AWS and OpenAI are again – formally – intertwining fortunes on many billions of dollars and millions of CPUs. There are several axes of tension around AI today: who controls compute, who closes deals with GPU manufacturers, who builds the hyperscale datacenter and who will be the beneficiary of the next wave of adoption. This deal is a response to both the capital pressures around AI and the shortage of compute power in the market.
Both entities are talking about a seven-year horizon and a value of $38bn. In the context that Amazon’s CapEx spending on data centres alone will exceed $60bn by 2024 according to analyst estimates – this partnership is not an anomaly. It is the next step in an era where compute has become not only a currency, but also a mechanism for controlling narrative and demand.
From OpenAI’s perspective, this is a move calculated to hedge: the company – which has no real infrastructure of its own – needs to have access to a large, stable, low-cost and predictable hardware layer. The GPU market is still tight, even though NVIDIA has been steadily raising volumes for the past year and a half. If OpenAI really wants to maintain the release cycle of new models, this time it can no longer rely solely on Microsoft’s architecture.
From AWS’s perspective – it’s evidence of a recovering position in AI after a weaker 2023, when Google and Azure were quicker to close high-profile partnerships around generative AI. Amazon has Hyperscaler DNA in HPC. It is now demonstrating that it can make OpenAI available to hundreds of thousands of GPUs today and scale to tens of millions of CPUs later. In practice, this means that OpenAI will be able to train the next generation of models on the Ultra EC2 clusters that Amazon is building as its own AI-native fabric.
An element that is not visible in the communication but determines the meaning of this collaboration: Amazon Bedrock. OpenAI’s models have become available there on an API services basis, which brings margins straight into AWS’s P&L. OpenAI gains scale and lower compute cost, and Amazon gains models that previously competed with its own.
If this collaborative model continues, we will see more such multi-year contracts in 2025. Hyperscalers have begun to understand that AI Foundation Models are not yet SaaS play, but HPC play in its pure form. The real moat therefore still goes at the level of silicon, cooling and power.

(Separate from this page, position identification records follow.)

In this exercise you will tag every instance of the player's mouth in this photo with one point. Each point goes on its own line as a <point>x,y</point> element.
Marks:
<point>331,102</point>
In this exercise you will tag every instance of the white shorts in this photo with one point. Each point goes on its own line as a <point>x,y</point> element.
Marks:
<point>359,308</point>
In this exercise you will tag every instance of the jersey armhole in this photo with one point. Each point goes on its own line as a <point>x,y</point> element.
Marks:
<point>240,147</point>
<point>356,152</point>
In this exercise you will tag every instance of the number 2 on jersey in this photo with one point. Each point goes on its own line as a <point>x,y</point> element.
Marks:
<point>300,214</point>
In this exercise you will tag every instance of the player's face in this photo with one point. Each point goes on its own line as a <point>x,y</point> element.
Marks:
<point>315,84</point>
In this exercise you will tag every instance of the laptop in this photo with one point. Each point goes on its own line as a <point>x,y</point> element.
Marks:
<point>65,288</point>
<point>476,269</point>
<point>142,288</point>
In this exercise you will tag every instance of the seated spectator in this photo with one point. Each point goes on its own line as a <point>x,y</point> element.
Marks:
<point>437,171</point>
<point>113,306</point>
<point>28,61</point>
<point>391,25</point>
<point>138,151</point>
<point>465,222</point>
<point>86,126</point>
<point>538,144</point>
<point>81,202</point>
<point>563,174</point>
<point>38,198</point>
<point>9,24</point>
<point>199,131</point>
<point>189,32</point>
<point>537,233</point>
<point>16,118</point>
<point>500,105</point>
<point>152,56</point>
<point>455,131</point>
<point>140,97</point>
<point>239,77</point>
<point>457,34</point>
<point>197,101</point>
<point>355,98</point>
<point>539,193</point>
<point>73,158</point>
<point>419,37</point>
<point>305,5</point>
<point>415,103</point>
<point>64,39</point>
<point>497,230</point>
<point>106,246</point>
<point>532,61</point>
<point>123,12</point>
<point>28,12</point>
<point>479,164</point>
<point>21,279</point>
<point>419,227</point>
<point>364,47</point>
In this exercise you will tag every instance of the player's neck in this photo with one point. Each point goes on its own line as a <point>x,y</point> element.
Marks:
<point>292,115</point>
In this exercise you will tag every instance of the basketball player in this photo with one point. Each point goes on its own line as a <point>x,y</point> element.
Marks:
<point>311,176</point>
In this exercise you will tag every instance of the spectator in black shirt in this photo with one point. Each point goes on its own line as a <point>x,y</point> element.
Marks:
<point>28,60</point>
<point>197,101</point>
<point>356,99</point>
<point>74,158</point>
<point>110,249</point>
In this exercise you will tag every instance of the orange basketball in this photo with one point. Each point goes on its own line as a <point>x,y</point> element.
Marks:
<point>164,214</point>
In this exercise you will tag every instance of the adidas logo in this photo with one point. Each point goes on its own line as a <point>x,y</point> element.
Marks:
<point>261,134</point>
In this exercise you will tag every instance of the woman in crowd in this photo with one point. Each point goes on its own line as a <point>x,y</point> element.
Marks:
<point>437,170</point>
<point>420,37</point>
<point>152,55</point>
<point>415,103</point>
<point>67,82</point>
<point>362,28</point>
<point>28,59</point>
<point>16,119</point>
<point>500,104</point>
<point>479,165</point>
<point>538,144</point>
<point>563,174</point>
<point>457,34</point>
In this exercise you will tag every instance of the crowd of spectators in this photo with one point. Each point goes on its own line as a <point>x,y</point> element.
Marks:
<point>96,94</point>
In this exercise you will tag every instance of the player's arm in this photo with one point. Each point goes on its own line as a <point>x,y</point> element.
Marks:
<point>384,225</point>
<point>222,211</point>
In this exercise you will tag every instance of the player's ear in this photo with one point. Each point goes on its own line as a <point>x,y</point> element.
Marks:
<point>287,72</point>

Industry context is key here. According to Synergy Research’s Q2 2024 data, hyperscalers have committed a record $78bn CAPEX to datacenter and network infrastructures – mainly because of AI. This CAPEX is to be monetised not by selling general purpose cloud, but by selling AI as compute-as-a-service.
Meanwhile, the enterprise market – due to increasing data loads, new regulations and pressure to automate – seems not to be slowing down. OpenAI and AWS are feeling the impetus. The deal may look like an infrastructure transaction. In fact, it is an offensive move to capture a stream of demand that, between 2025 and 2027, will be the market for the largest transfer of computing power in the history of the IT sector.